The average digital bank account savings rate is usually over 1.5%. With some banks having more than 3% or even 4%. Compare that with a measly 0.08%. 

Another benefit you get from online banks is that your savings aren’t tied up for a year or even five years. You can freely manage your money however you want and tap into the savings pot whenever there’s a need. 

5. Fuel 

Fuel is a hot topic right now. With rapidly rising fuel prices, it seems that the era of cheap fuel is behind us. With cities being designed around cars and not people, we have to use cars in order to do the simplest errand. 

Unless you live in a city center, chances are you’ll be forced to drive to your nearest bank branch. 

With an online bank account, there’s no need to drive to a branch because there is no branch.

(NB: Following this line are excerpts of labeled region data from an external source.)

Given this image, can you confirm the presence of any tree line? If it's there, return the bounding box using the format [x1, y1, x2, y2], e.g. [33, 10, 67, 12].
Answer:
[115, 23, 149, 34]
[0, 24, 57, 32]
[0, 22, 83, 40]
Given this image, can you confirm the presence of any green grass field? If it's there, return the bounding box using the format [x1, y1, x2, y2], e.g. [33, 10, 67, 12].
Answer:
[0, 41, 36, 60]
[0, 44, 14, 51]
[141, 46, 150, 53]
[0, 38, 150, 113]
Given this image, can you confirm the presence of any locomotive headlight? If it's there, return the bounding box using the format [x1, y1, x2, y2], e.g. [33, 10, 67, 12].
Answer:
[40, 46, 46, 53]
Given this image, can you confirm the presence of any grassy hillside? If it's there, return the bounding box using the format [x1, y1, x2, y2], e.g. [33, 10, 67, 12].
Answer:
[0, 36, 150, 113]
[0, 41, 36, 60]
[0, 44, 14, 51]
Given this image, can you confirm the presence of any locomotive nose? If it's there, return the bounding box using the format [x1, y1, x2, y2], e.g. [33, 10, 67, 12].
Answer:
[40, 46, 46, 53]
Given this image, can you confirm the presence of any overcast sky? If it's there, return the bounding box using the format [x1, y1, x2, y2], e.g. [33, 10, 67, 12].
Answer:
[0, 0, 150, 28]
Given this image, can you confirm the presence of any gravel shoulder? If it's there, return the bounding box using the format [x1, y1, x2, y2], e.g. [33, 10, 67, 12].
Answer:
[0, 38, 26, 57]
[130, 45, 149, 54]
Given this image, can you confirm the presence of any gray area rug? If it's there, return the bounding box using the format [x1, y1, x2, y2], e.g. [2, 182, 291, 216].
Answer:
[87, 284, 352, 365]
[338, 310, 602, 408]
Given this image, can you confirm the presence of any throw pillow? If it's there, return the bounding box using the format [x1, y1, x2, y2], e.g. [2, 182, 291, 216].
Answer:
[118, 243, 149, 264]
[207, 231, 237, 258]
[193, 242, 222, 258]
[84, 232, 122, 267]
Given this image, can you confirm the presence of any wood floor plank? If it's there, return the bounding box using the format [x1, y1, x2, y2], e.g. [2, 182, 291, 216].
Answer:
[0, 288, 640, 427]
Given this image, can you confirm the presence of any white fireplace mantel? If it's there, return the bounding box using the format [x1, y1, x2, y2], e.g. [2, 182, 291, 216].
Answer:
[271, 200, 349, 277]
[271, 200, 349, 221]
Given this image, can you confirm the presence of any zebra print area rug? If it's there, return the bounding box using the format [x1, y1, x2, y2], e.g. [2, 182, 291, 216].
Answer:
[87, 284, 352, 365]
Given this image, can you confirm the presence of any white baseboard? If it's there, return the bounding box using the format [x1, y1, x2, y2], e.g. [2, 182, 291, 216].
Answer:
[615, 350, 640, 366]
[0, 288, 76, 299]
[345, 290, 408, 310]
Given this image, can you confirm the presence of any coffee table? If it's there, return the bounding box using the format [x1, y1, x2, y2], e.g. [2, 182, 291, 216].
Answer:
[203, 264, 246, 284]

Everything can be done in the app.

Granted, most online banks don’t offer all the financial products that brick-and-mortar banks do. However, that will be changing soon enough as well. 

READ NEXT: 6 Reasons Why Digital Banks Are The Future Of Banking

6. Budgeting 

Even in this day and age, most traditional banks’ apps look clunky and it takes forever to do something. They are irresponsive and unintuitive and offering more than the basic stuff is unheard of.

Mobile banks, however, categorize your spending so that at the end of the week or month, you can see exactly where your money is going. This can help shape your behavior and make you aware of your spending. 

By spending less money on the things we don’t need we can save a considerable amount of money that can then be invested (usually with the same app!).  

Conclusion

Digital, mobile, or online banking. Whatever you want to call it, can help save you considerable amounts of money each and every month. 

From direct savings from slashing monthly maintenance fees, to future savings by offering much higher interest rates, digital banks are good for your wallet.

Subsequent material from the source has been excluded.